As a general principle, professional basketball teams shouldn't attempt to rebuild around 32-year-old shooting guards with mounting injury issues, declining skills and production that's long been on the ebb. Even if the player in question is Dwyane Wade.
The case against Wade is simple and watertight. He's currently a very useful player, but that's not likely to hold until the Heat are prepared to win again.
While the veteran finished second among all shooting guards in player efficiency rating in 2013-14, per ESPN, he posted the third-lowest figure of his career—after his rookie season and his injury-ravaged 2007-08.
This points to the salient Wade story right now: deterioration. The guard is slipping each season—though, because the peak from which his decline began was so high, it was hidden for a time. It isn't hidden anymore.
According to Basketball-Reference, Wade has scored fewer points per 100 possessions in each successive season since 2008-09, dipping from 41.8 down to 30.5 last year.
Blocks and free-throw attempts are good indicators of athleticism. Wade averaged 0.5 swats and 4.8 FTAs per outing in 2013-14—the lowest marks he's ever posted. Stats in general are good indicators of value: Wade was comfortably under his career averages in points, steals, blocks, assists, offensive rebounds, defensive rebounds, free-throw attempts and free-throw percentage in 2013-14. At nearly every component part of basketball, the aging guard was less effective than usual.
The advanced metrics agree. Next to, again, his rookie season and a 2007-08 campaign that ended with his being shut down with an ailing knee, Wade put up the lowest win shares per 48 minutes, win shares and PER he ever has.

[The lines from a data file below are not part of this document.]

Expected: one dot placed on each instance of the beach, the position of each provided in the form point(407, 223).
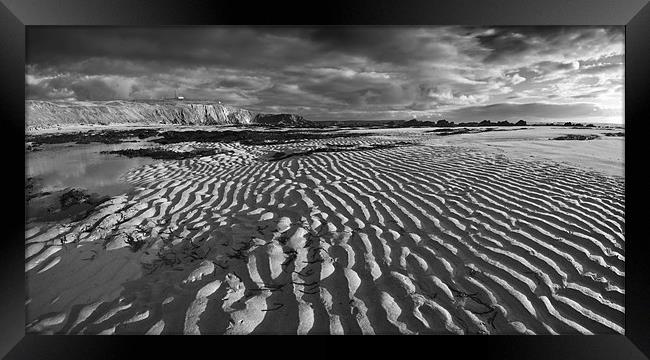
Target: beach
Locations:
point(390, 231)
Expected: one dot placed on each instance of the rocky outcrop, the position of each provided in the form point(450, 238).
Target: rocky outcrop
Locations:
point(45, 114)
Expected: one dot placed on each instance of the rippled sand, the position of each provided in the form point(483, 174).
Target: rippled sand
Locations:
point(414, 239)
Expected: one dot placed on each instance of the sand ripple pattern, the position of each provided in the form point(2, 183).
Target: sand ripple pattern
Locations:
point(409, 240)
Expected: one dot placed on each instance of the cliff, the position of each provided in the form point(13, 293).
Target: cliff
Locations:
point(45, 114)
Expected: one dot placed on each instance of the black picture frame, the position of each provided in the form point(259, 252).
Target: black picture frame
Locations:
point(15, 15)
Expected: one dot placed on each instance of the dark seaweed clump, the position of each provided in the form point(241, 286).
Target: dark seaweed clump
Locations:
point(576, 137)
point(284, 155)
point(87, 137)
point(246, 137)
point(163, 154)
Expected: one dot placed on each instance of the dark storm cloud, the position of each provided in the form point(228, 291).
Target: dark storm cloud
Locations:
point(332, 72)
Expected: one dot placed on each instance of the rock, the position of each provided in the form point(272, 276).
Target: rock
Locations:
point(43, 114)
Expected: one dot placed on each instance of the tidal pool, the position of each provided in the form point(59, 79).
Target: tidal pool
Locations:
point(61, 166)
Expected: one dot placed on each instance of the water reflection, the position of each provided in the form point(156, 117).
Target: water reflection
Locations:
point(60, 166)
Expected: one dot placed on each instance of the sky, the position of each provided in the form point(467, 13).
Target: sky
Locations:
point(457, 73)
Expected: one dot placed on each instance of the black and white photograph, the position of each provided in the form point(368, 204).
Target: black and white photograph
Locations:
point(325, 180)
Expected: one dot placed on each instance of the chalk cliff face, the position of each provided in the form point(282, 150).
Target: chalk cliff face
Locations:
point(44, 114)
point(281, 120)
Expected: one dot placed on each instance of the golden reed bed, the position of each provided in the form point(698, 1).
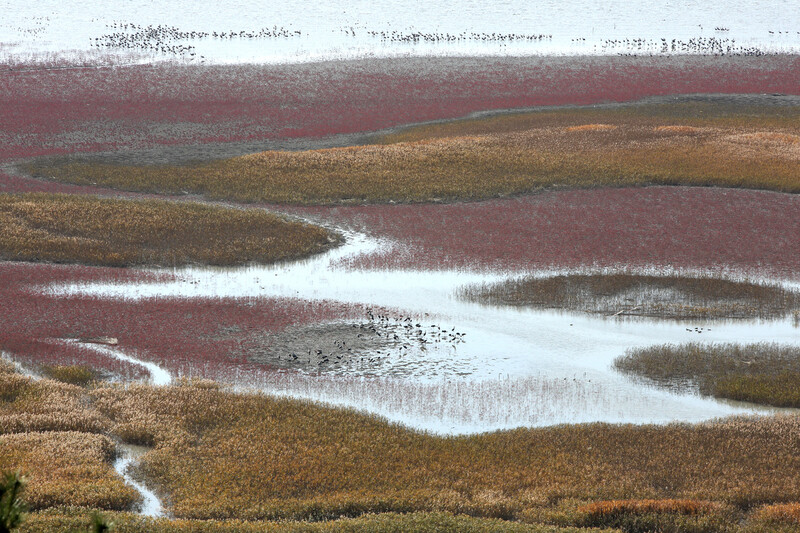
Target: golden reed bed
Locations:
point(688, 144)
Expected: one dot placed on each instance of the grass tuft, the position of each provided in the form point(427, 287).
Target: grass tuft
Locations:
point(764, 373)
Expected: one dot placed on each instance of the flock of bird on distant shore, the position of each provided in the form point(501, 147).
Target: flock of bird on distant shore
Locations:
point(171, 40)
point(398, 335)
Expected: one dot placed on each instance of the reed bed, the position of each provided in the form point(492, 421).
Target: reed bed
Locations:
point(59, 520)
point(472, 160)
point(678, 297)
point(763, 373)
point(46, 405)
point(291, 459)
point(687, 516)
point(74, 229)
point(224, 456)
point(66, 468)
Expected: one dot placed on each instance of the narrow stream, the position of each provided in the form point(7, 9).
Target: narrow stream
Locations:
point(515, 367)
point(129, 454)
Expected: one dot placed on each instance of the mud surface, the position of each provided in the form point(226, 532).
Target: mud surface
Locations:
point(376, 345)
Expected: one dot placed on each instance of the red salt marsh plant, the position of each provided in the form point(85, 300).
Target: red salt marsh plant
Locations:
point(718, 231)
point(185, 335)
point(50, 112)
point(478, 159)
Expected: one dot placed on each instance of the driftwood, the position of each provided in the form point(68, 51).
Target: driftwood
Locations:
point(111, 341)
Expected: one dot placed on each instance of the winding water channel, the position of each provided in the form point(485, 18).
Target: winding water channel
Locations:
point(515, 367)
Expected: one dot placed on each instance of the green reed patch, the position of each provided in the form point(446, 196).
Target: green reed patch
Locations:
point(764, 373)
point(676, 297)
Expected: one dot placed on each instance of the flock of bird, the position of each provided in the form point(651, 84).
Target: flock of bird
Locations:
point(394, 336)
point(436, 37)
point(698, 45)
point(164, 39)
point(171, 40)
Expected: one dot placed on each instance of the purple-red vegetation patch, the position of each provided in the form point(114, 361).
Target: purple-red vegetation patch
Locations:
point(721, 230)
point(187, 336)
point(95, 109)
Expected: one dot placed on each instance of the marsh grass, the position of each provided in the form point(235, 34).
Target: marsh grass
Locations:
point(59, 520)
point(677, 297)
point(497, 156)
point(75, 229)
point(289, 459)
point(644, 516)
point(224, 456)
point(764, 373)
point(80, 375)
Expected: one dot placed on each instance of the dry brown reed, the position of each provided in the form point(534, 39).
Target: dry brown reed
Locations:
point(673, 296)
point(32, 406)
point(80, 375)
point(59, 520)
point(497, 156)
point(763, 373)
point(592, 127)
point(66, 468)
point(291, 459)
point(74, 229)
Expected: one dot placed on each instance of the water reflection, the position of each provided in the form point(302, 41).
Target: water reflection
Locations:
point(515, 366)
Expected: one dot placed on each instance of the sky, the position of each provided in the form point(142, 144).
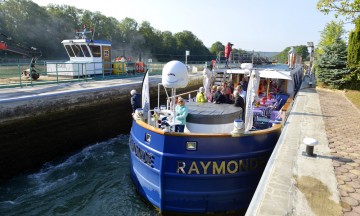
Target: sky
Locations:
point(259, 25)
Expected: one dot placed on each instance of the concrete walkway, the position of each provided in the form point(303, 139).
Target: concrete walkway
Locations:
point(328, 184)
point(342, 124)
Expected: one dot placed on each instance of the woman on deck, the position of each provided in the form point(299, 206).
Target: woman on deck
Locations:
point(200, 97)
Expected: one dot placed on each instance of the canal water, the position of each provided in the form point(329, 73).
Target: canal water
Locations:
point(94, 181)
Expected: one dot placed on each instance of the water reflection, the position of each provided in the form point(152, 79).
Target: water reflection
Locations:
point(95, 181)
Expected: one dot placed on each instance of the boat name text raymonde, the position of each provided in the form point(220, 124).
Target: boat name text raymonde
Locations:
point(220, 167)
point(145, 157)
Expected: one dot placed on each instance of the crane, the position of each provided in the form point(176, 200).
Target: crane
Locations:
point(32, 52)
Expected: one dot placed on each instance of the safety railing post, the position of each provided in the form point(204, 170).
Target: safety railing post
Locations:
point(19, 72)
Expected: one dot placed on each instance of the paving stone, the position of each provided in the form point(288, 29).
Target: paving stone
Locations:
point(355, 196)
point(356, 172)
point(344, 178)
point(341, 169)
point(355, 185)
point(352, 213)
point(346, 188)
point(356, 209)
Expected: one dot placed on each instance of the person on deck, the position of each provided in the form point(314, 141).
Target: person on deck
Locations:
point(213, 90)
point(239, 102)
point(200, 97)
point(227, 52)
point(218, 96)
point(181, 113)
point(135, 100)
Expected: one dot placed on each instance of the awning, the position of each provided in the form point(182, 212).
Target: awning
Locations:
point(274, 74)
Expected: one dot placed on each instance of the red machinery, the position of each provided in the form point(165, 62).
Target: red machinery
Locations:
point(25, 51)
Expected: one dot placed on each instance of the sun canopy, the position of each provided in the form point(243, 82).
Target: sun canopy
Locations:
point(267, 73)
point(274, 74)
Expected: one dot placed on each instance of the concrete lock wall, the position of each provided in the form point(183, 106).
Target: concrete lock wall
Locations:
point(41, 129)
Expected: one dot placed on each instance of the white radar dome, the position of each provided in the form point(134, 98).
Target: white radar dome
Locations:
point(246, 66)
point(175, 75)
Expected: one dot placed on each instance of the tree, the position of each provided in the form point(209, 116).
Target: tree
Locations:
point(354, 54)
point(332, 31)
point(216, 48)
point(350, 9)
point(331, 66)
point(302, 50)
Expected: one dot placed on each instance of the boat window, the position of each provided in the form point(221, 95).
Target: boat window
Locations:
point(77, 51)
point(69, 50)
point(85, 50)
point(95, 50)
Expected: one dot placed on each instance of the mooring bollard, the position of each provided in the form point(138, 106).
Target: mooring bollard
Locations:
point(310, 143)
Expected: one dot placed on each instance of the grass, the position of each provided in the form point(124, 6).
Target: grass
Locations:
point(354, 97)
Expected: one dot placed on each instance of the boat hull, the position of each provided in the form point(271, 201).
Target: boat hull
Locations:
point(220, 174)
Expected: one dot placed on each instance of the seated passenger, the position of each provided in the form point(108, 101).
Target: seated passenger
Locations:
point(181, 113)
point(200, 97)
point(219, 96)
point(211, 96)
point(239, 102)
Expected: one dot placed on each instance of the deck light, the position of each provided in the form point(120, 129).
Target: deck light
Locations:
point(191, 146)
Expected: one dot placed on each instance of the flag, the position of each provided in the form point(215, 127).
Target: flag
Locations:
point(145, 96)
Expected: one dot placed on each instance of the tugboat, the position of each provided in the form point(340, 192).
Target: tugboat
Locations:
point(88, 57)
point(214, 166)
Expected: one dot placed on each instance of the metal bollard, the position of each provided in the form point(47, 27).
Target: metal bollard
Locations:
point(310, 143)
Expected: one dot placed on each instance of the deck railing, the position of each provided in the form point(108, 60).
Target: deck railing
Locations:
point(11, 74)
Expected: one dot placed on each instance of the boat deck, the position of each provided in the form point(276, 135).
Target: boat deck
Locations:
point(210, 113)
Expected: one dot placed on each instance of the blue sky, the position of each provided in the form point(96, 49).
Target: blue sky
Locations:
point(260, 25)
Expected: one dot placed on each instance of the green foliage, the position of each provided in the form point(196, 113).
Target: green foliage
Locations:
point(332, 31)
point(350, 9)
point(216, 48)
point(301, 50)
point(354, 55)
point(331, 66)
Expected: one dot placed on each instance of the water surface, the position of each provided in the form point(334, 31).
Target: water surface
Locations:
point(94, 181)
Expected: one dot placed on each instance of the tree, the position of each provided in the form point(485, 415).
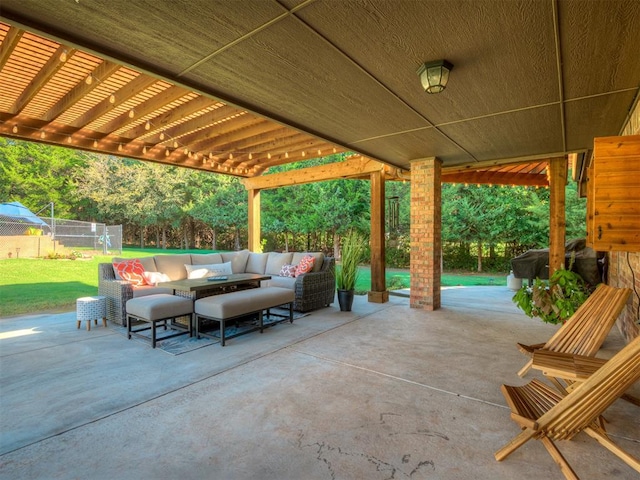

And the lone area of his game where Wade is still elite—efficient scoring; the guard posted a career-best true shooting percentage of 58.8 in 2013-14—seems a function not of his skill as much as exogenous forces. The fact of LeBron James on the floor soaked up so much defensive attention that it created space for Wade to slash to the basket unimpeded. He routinely got looks he simply won't get without his departed teammate.
And then there's Wade's defense, which is collapsing. Writing about his dreadful performance in the NBA Finals against the San Antonio Spurs, Deadspin's Sean Newell described Wade as "ambling around the court like a video game character who's been abandoned by his player." Not incidentally, the Spurs set Finals records for offensive rating and effective field-goal percentage, according to ESPN's Kevin Pelton (subscription required).
The evidence is overwhelming: Wade is fading. Fast. And unless the Heat manage to reload much sooner than seems possible at the moment, it's difficult to believe the future Hall of Famer will still be an asset when Miami is ready to make another Finals push.
But here's the thing: None of this means the Heat were wrong to re-sign Wade. The stated objective of professional sports teams is to win championships, but—heresy alert!—titles are really a means to an end. And that end is creating a meaningful and entertaining experience for customers, for fans.
Rings are, of course, a really effective way of accomplishing this. But they're not the only consideration. There's a certain pleasure people take in watching a great—and that's what Wade is, a capital G great—play his entire career with one team. No messy divorce, no breakup: The player belongs to the fans and they to him. It allows the city in question an uncompromised memory of that player and what he and his team achieved. It's a nostalgia enabler.
Someday, probably not terribly far from now, Wade will retire as a member of the Miami Heat. He'll have a tearful press conference, take a farewell tour across the league and might play the final game of his distinguished career in front of a packed AmericanAirlines Arena. The fans will wear No. 3 jerseys and think of the three Larry O'Brien Trophies Wade helped deliver them. They'll love him in an unambiguous way and feel loved in return.
There's little doubt where his resides.